The one way I see myself introspectively is through meditation. I do not practive Yoga, but I do let myself go into a state of nothingness. I do not practive Qigong being that I was never mentored under a teacher, but I do feel Qi all around me and in me. I do not believe in deities, for that is purely theology which truly does not have any significance in life. We do not know if there is an ultimate being. We do not know if there is an afterlife, or even reincarnation. What I know is that I am here, today and now. I live in the present. The past was what was that led up to the present. The future is yet to come and it will be determined by the course of actions of the present.

So, here are little accounts of my realisations that come upon me, sometimes as a subtle flash. At other times this state comes upon as a moment of me leaving my ever-present state of beingness. And I come back to memorialise it.

Childhood (July 14, 2002)

As I was sitting in the kitchen one morning, eating cereal, I had a flashback to when I used to be 6-ish. I remembered the things that I used to love, back when I actually had favourite foods. It hit me then.

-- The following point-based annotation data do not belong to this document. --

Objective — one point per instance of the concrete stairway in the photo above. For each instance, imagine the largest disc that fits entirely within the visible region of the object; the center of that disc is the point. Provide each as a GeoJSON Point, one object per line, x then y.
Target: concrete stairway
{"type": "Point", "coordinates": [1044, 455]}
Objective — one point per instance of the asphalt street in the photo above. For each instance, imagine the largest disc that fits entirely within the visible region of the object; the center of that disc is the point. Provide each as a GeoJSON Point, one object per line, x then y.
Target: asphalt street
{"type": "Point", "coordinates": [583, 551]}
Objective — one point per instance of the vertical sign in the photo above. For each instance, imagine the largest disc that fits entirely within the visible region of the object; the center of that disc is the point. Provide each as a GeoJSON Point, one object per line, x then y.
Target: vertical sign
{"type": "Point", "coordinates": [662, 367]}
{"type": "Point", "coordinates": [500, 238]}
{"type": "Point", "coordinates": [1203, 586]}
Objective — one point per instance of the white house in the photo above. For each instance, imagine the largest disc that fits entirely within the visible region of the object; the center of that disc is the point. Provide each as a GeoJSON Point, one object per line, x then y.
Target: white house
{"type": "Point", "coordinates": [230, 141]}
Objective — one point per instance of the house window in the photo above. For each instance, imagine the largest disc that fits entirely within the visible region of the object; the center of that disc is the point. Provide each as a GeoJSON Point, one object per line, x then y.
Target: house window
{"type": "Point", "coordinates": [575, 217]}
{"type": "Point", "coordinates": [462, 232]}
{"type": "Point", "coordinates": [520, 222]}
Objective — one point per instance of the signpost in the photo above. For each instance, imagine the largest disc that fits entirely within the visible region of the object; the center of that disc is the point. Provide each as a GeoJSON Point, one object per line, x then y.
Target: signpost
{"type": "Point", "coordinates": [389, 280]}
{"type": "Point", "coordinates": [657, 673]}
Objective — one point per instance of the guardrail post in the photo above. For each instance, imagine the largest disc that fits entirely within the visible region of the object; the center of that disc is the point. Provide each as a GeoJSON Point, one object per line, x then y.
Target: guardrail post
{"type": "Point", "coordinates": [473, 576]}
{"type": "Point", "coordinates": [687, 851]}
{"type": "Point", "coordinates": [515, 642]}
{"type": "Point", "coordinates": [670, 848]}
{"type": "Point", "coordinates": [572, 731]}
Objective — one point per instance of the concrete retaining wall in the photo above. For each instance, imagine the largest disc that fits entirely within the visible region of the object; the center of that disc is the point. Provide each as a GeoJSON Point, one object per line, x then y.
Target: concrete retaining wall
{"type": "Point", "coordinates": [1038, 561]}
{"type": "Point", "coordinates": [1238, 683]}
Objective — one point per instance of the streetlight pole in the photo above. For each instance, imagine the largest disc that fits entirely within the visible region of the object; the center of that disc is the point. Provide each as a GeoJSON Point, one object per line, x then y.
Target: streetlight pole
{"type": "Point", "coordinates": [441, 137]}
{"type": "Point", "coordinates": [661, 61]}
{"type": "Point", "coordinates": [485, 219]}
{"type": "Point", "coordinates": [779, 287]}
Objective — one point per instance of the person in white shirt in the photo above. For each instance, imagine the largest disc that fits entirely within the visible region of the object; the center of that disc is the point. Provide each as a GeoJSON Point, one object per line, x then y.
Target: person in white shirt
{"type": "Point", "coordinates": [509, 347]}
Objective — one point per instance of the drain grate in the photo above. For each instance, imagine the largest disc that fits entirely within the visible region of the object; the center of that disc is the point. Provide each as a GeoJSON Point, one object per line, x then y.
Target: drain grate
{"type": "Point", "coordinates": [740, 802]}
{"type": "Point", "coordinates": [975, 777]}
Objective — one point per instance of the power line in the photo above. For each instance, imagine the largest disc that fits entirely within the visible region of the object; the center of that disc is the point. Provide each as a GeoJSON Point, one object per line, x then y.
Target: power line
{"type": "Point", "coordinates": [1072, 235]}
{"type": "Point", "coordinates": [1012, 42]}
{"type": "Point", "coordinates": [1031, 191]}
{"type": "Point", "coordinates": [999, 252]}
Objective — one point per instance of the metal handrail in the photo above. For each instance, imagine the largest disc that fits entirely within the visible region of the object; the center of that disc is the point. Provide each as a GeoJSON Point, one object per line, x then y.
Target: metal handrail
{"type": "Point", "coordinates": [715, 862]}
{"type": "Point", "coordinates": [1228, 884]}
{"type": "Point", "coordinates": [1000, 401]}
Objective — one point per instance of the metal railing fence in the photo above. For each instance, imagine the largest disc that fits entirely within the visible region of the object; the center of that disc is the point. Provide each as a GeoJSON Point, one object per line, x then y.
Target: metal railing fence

I am not the same me that I was. Yet, here I am, remembering the past. So vividly through the vital act of eating. I am not the same person yet at the same time I am the same person. I was an individual back then with slightly more innocence. I am an individual now with slightly more wisdom and insight. I am an entirely different person than what I used to be, but at the same time my consciousness is the same.

This realisation is difficult to accurately express verbally. But I think I have regained some sense of youthfulness, while knowing that I am not getting any younger. The contradiction and the absurdity made sense. Tathata.